REPUBLIKA.CO.ID, JAKARTA -- Direktur Eksekutif CSIS Philips J Vermonte mengusulkan sejumlah hal jika sistem pemilihan umum diubah menjadi proporsional tertutup. Salah satunya dengan merevisi Undang-Undang tentang Partai Politik.
"Sistem proporsional tertutup hendaknya diikuti dengan merevisi UU partai yang memastikan adanya demokratisasi dan transparansi dalam pencalonan caleg," ujar Philips dalam rapat dengar pendapat umum dengan Komisi II DPR, Rabu (1/7).
Opsi lain untuk perbaikan sistem proporsional, yakni mendorong pemilu pendahuluan atau konvensi khusus. Untuk menentukan posisi dalam daftar partai.

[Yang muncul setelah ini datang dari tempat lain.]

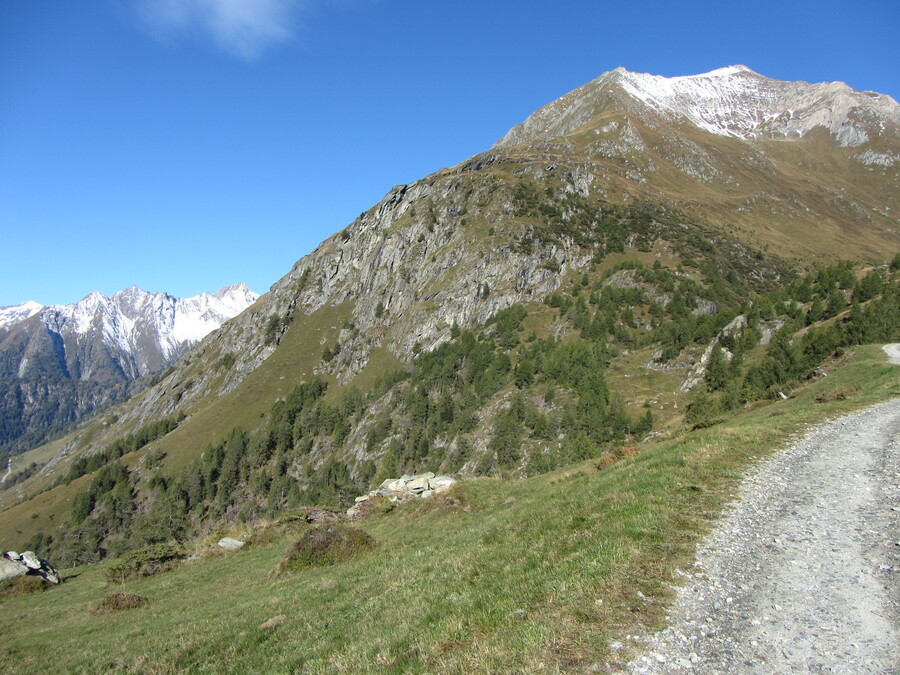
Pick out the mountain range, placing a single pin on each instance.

Selain itu, perlu adanya peraturan yang lebih ketat tentang penempatan kader perempuan. Harus ada persyaratan bagi partai untuk tidak hanya menempatkan perempuan di antara tiga teratas.
"Tetapi di tingkat pertama atau kedua. Hanya segelintir partai memeroleh tiga kursi di sebuah daerah pemilihan, kebanyakan memeroleh maksimal satu atau dua," ujar Philips.
Tetapi, sistem proporsional tertutup akan menimbulkan satu permasalahan, yakni adanya oligarki di partai politik. Untuk itu diperlukannya revisi Undang-Undang tentang Partai Politik. Sistem proporsional terbukan juga memiliki sejumlah kelemahan. Salah satunya adalah melemahkan partai dan kaderisasi dalam sistem terbuka.
"Karena kampanye caleg akan mengedepankan faktor personal caleg dibandingkan faktor partai. Identitas partai melemah, representasi partai melemah," ujar Philips.
Diketahui, Komisi II DPR RI menggelar rapat dengar pendapat umum (RDPU) dengan para pakar terkait penyusunan draf revisi Undang-Undang Nomor 7 Tahun 2017 tentang Pemilu. Ditargetkan dapat diselesaikan paling lambat pada pertengahan 2021.
Ketua Komisi II DPR RI Ahmad Doli Kurnia Tandjung menyatakan, pihaknha telah sepakat bahwa RUU Pemilu harus dirampungkan di awal periode. Menurutnya, Komisi II akan memiliki cukup banyak waktu untuk menyosialiasikan UU Pemilu yang baru apabila diselesaikan pada 2021.
"Kami ingin UU Pemilu ini tidak kita bahas lima tahun sekali. Kami mencoba agar UU ini berlaku paling tidak 15 hingga 20 tahun ke depan sehingga tidak trial and error terus," ujar Doli.